Below is my last weeks post of my history. I had my scan last Friday 10/12/18. Tuesday morning my oncologist's office called and said that the doctor wants to up my appointment to this coming Monday 10/22. Later Tuesday he calls. Said that their were 9 nodules on my lungs all less then a centimeter that lit up with the GA scan. What struck him was that this was the only sight of metastasis. No lymph nodes. No bone. Straight to the lungs. He was straight forward with me in that he has only seen this once before me. T-Allen said a while back it was hiding and he said the same. I was dumbfounded with this and asked only about lymph nodes . He again said no involvement.

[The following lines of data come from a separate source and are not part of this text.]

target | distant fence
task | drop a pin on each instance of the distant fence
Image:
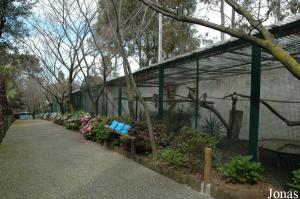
(4, 125)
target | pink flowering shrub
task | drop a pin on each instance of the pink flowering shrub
(87, 126)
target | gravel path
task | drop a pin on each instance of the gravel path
(40, 160)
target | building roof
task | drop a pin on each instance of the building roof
(228, 58)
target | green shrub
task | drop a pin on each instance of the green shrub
(58, 120)
(241, 169)
(295, 182)
(174, 157)
(187, 150)
(73, 124)
(102, 134)
(71, 120)
(212, 126)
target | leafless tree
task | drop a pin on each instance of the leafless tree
(116, 20)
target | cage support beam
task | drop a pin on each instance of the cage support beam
(161, 93)
(254, 102)
(120, 100)
(197, 95)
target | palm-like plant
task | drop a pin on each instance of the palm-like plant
(212, 126)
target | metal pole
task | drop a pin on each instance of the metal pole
(160, 29)
(161, 93)
(160, 37)
(120, 101)
(197, 96)
(254, 101)
(136, 108)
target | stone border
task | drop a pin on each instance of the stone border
(192, 181)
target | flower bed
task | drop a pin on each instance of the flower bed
(179, 156)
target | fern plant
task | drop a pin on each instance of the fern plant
(241, 169)
(212, 126)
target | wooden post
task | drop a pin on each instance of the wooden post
(207, 165)
(161, 93)
(254, 102)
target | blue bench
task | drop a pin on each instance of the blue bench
(122, 129)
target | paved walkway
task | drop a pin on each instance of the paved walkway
(40, 160)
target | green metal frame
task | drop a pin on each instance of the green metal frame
(161, 93)
(255, 101)
(120, 101)
(197, 96)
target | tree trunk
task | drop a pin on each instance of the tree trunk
(69, 101)
(61, 107)
(222, 19)
(95, 107)
(130, 81)
(283, 56)
(3, 99)
(129, 92)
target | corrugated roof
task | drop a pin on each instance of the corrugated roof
(221, 59)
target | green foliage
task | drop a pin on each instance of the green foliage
(187, 149)
(175, 120)
(241, 169)
(102, 134)
(73, 124)
(12, 16)
(212, 126)
(174, 157)
(295, 181)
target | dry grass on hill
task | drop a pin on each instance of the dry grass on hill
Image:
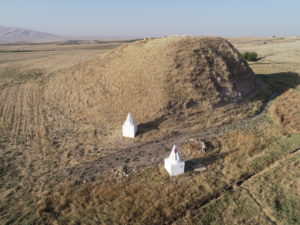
(56, 169)
(167, 84)
(286, 111)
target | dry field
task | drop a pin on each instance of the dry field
(56, 172)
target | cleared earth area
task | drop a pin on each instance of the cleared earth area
(58, 168)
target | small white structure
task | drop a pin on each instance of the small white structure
(174, 165)
(129, 127)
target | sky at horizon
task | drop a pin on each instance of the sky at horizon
(133, 18)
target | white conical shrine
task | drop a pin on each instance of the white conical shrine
(174, 165)
(129, 127)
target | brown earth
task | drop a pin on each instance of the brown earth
(286, 111)
(57, 156)
(167, 84)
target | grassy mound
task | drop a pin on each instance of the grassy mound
(167, 84)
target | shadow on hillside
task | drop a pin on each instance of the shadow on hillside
(149, 126)
(191, 164)
(281, 81)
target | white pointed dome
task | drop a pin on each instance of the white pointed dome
(130, 120)
(175, 155)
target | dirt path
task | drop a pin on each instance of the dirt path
(153, 153)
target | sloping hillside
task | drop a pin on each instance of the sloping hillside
(14, 34)
(166, 84)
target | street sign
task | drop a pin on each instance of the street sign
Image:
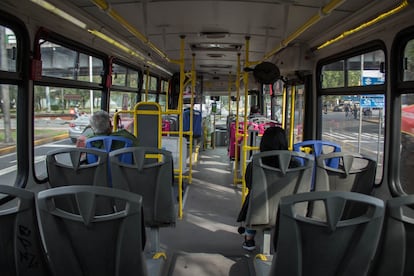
(372, 101)
(372, 81)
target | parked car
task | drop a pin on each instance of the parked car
(77, 126)
(125, 123)
(339, 108)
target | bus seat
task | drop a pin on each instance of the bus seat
(396, 255)
(68, 166)
(310, 247)
(151, 177)
(148, 119)
(84, 243)
(317, 148)
(269, 184)
(355, 173)
(107, 144)
(20, 246)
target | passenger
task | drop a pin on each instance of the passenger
(254, 111)
(101, 125)
(274, 138)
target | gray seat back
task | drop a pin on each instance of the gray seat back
(149, 176)
(20, 248)
(68, 166)
(84, 243)
(331, 247)
(270, 183)
(355, 173)
(396, 256)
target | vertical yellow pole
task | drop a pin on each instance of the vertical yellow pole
(193, 80)
(292, 117)
(180, 130)
(284, 99)
(236, 134)
(230, 85)
(245, 136)
(146, 83)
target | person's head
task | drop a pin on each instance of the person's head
(101, 123)
(254, 109)
(274, 138)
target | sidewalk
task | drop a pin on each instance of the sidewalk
(5, 149)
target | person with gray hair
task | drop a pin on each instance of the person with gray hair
(101, 125)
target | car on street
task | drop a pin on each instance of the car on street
(125, 123)
(339, 108)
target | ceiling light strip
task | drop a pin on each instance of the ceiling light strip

He would be researching and we will discuss at my appointment. I don't know what questions I should ask? Drugs and chemo are they the same ? I'm at a loss and any direction would help. I'm sure I will be a Googling fool until I seem him... thank you
LAST WEEK:
I was a G8 and had DaVinci in 2016. After RP first PSA was .024 then waited next in October .042 Mid Oct '16 38 sessions radiation. Came out after .080
Since then doubling every 3.2 to 4.5. months. Overall average 4.2 months. This month PSA is 1.7 Without "anything " my Oncologist has yet to pull the trigger on ADT/chemo.
3 scans have shown nothing. Last Friday I had the GA68-PSMA at UCSF. Waiting this week for results.
He too discussed 10. The change for me is now what will Friday show? His thoughts were if that warrants action then of course we start. Now that I'm in"single digits" and if I have a doubling in 3 months then that too is a big consideration.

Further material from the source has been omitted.